First of all, there’s collection#length, which is the most brutal of them all because it simply loads the whole collection into memory and runs #size on it.
Next up is collection#count, which uses an SQL COUNT() statement to just fetch the number of associated records and is usually the quickest way at that.
Finally, there’s collection#size, which is basically a combination of both length and count since it behaves differently depending on whether or not the collection has already been loaded at the time it is being called. Given the collection has already been loaded (by a prior statement in your code, what have you) it’s identical to collection#length. If it hasn’t been loaded, its behavior is identical to collection#count.
Best practice
Judging from the rundown above, it’s usually best practice to simply use collection#size and trust it to do the right thing. In case you’re planning to use a collection as soon as you found out there are records associated with it, use collection#length to load the connection right away and then loop over it. Beware, however, that this is advisable only for those cases that don’t use pagination. (You’re using will_paginate for that, aren’t you?)
In a conditional, it makes most sense to use collection#empty?, which uses size#zero? internally.
unless user.interests.empty?
# ...
end
The problem
99% of what I said above applies to both has_many and has_and_belongs_to_many associations. Admittedly, poor little habtm has had its momentum and seems to be on the way out of the cool kids’ block. Still, there are a few cases where it’s still the best fit (such as the User#interests example from first section of this article) and some people *do* have Rails code that’s been in existence for a few years. (Well, maybe only I do.)
So, the 1% that behaves differently is that size on a habtm collection is not as intelligent as its little brother from the has_many camp. In fact, it’s pretty dumb because it’s in every case behaving identical to length meaning it’s loading the whole collection. Ouch.
>> user.interests.size
Join Table Columns (0.001284) SHOW FIELDS FROM interests_users
Interest Load (0.001263) SELECT * FROM interests
INNER JOIN interests_users
ON interests.id = interests_users.interest_id
WHERE (interests_users.user_id = 142841 )
The solution
You have to fill in the gaps of habtm#size’s lack of intelligence yourself. If you trap over habtm queries that take way too long for your taste, it might be about time to swap out that size call for an always speedy count call.
>> u.interests.count
Interest Columns (0.001006) SHOW FIELDS FROM interests
SQL (0.009749) SELECT count(*) AS count_all FROM interests
INNER JOIN interests_users
ON interests.id = interests_users.interest_id
WHERE (interests_users.user_id = 142841 )

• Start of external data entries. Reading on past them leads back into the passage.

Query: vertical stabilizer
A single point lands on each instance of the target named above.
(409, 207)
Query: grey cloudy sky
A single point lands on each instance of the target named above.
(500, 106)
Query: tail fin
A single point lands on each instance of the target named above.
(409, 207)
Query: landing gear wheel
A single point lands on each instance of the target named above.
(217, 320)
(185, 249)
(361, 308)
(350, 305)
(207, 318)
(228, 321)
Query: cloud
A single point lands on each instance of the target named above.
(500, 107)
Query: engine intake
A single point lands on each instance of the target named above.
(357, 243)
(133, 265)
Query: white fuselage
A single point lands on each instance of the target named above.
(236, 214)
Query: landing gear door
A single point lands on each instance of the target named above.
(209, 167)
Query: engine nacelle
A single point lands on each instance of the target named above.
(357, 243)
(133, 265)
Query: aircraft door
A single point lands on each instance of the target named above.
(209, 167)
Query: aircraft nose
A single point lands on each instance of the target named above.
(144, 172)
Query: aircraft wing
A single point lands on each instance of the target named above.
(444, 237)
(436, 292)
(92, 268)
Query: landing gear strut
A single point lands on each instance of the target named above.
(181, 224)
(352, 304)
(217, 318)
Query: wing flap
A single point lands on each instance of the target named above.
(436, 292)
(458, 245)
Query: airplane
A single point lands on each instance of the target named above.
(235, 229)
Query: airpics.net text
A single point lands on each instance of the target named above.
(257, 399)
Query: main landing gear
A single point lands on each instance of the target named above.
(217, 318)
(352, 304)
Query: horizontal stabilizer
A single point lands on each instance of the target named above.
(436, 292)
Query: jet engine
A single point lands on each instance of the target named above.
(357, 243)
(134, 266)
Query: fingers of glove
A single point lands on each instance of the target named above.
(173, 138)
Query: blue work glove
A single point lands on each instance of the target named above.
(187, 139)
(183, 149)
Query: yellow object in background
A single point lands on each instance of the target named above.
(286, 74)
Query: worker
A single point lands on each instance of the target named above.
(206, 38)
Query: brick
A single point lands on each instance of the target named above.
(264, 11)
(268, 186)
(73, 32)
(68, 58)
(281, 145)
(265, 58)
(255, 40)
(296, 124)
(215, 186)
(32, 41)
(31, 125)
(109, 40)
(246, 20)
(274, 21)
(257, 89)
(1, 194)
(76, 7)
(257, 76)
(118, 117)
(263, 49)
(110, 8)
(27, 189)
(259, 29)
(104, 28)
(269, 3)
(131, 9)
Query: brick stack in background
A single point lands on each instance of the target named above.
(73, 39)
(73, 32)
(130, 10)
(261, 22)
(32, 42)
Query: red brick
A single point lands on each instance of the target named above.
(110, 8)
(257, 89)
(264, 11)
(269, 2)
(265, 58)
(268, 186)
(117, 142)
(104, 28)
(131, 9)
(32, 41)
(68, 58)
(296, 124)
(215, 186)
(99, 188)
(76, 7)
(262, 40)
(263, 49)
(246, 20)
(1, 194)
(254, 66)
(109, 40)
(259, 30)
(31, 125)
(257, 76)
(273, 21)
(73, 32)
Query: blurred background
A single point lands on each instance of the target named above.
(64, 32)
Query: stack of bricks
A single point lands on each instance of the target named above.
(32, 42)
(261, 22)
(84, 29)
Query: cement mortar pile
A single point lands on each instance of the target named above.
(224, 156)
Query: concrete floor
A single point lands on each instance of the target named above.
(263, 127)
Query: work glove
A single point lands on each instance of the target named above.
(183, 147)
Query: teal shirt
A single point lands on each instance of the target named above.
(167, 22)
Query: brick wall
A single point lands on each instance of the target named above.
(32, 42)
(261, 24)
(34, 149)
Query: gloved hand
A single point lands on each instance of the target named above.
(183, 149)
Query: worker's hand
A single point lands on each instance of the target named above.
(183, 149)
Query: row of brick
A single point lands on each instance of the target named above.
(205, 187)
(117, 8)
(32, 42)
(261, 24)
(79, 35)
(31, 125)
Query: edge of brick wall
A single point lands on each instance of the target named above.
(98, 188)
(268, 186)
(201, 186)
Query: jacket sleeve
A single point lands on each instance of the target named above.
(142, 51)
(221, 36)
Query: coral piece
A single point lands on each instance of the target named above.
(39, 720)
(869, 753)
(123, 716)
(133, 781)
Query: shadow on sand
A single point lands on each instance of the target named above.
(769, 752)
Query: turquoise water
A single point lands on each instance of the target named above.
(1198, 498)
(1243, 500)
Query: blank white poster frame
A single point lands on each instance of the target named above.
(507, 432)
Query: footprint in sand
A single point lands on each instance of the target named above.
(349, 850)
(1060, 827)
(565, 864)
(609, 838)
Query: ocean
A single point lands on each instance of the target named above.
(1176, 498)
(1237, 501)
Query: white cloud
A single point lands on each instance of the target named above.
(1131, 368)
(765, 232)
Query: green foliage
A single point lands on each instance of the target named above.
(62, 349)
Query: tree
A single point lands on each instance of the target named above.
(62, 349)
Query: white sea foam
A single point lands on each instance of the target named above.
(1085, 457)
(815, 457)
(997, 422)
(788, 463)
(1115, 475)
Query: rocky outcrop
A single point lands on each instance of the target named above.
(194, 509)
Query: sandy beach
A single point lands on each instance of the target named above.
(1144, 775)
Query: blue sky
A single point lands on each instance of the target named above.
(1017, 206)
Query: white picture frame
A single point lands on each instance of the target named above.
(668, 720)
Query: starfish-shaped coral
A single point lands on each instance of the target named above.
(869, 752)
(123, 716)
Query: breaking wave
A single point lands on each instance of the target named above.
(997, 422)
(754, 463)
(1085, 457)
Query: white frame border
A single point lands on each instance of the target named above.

You would then also avoid using collection#empty? in your conditionals, since that would then resort back to using size internally. Instead, use the count#zero? form or define your own instance methods on the association.
if user.interests.count.zero?
# ..
end
Postscript
To actually find out what Rails is transforming your method calls into (in terms of generated SQL) I prefer to use this technique by the always-wise Jamis Buck. Redirecting the ActiveRecord logger to the shell’s standard output will intermix the SQL statements with the output of your method calls, making everything relevant visible at first glance.